12News investigates possible inappropriate voter influence

This general election was marked by recounts, frustration with voting machines, and arguments that the election may have had irregularities. But 12NewsHD has discovered surprising new details about this year's mail-in balloting that you may consider alarming. 

The discovery may provide insight on why the number of mail-in ballots tripled during this general election. Increasing from an average of 1,200 ballots in a mid-term election - to more than 4,000 requests this year.

The voting at the polls was also unusually heavy this year, but Election 2014 may become historic for its "get out the vote" mail-in voting efforts.

12NewsHD has learned it involved efforts that some consider pushy, while others consider possibly illegal.

Following the trail of ballot requests by mail, 12NewsHD was able to obtain documents showing some women canvassing housing projects and senior living facilities-- looking to sign up voters. That's all legal. 

But when we went back to interview some of those voters we were told of efforts to influence them in ways that attorneys tell us may not have been legal.

Two women - who are not being identified by 12NewsHD at this time - signed up voters at a Beaumont housing community off Pine Street, and then returned later when the ballots had been mailed to voters like Laura Owens.

Owens says one of the women gave her "recommendations" on who to vote for and support.

12News Anchor Kevin Steele asked Owens, "And when she (the assistant) comes back around... how does that work? Does she say here's a good recommendation for somebody to vote for? 

Owens responded, "Oh yeah, she comes out and says here's a good person."

Other voters, like Xavier Sam, say they told the women which candidates they wanted to vote for and then the assistants marked the ballot for them. Its legal if accurately marked, but considered improper for able-bodied persons.

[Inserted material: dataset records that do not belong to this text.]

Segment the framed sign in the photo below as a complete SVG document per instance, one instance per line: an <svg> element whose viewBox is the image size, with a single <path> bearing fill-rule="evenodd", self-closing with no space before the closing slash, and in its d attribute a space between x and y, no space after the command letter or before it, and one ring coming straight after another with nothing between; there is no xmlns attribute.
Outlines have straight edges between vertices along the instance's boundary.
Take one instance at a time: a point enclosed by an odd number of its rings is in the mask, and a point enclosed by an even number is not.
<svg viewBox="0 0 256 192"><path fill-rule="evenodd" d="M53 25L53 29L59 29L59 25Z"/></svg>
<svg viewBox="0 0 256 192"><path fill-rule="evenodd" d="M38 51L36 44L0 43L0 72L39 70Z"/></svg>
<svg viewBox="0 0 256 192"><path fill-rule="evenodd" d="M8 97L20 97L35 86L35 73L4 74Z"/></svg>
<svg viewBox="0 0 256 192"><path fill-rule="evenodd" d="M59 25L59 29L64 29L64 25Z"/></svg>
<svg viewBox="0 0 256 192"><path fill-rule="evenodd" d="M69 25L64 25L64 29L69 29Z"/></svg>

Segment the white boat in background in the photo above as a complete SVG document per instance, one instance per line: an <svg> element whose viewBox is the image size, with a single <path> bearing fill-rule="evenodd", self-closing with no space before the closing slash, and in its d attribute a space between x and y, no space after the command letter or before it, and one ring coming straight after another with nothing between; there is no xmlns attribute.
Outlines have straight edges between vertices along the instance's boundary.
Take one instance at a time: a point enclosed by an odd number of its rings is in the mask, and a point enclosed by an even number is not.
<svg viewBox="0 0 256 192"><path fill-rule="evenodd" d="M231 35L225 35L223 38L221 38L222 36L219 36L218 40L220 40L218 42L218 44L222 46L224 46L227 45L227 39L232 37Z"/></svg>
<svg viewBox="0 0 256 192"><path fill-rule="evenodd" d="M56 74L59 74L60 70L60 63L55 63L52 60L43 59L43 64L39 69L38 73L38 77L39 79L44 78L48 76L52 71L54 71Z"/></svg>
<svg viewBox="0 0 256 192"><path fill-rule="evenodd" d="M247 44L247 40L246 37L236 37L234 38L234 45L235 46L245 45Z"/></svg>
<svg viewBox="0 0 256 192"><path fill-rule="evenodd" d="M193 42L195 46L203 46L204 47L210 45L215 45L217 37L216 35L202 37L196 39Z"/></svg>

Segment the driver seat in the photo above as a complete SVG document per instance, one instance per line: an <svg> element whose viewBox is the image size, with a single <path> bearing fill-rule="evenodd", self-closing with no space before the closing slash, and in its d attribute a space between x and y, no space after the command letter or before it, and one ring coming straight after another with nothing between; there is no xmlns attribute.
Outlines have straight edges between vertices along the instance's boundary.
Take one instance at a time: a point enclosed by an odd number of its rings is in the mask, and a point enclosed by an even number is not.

Steele asked Sam, "Okay, you would just tell her, say - XYZ candidate's name right? And then she would write it down for you?"

Sam responded, "Yes sir."

Others like Marcus Frank said his ballot was also filled out by the assistant.

12News asked, "You told them who you wanted to vote for, and then they just marked it down?"

"Yes," said Frank who lives in the same housing complex.

Steele asked, "And then once they marked it down, you signed it?"

"Yeah, said Frank. "And they took it (the ballot) with them."

That also would be improper, and a possible violation of Section 86 of the Texas Election Code. Documents show at least one of the women also signed up many voters at the Gulf Healthcare assisted living facility on 9th Avenue in Port Arthur.

Jefferson County Clerk Carolyn Guidry says her office is not allowed to accept hand-delivered ballots, and says she hopes the assistants are not going overboard, "The instructions about assisting a voter are on the application for a mail ballot and if there are any questions about what they should or should not be doing, then I would suggest they call the Secretary of State's office."

Both women that we discovered who served as assistants to voters denied any wrongdoing. When asked by 12NewsHD, one said, "I can assist them. Assist them. I don't know them personally. Republicans? We'll help them as well. We're advocates for the city. Whether they be African-American, Hispanic, Caucasian, these people want to vote." But she also admitted to, "discussing" the virtue of candidates.

The other woman also denied undue influence of voters, or to breaking the oath in Section 63 of the Texas Election Code to "not suggest by word, sign or gesture *how the voters should vote."

No one can say whether these votes would have been enough to swing any of the races, but clearly there is an eagerness to help voters and possibly not always properly.

If considered electioneering, a violation would be a class A misdemeanor, punishable by up to a year in jail.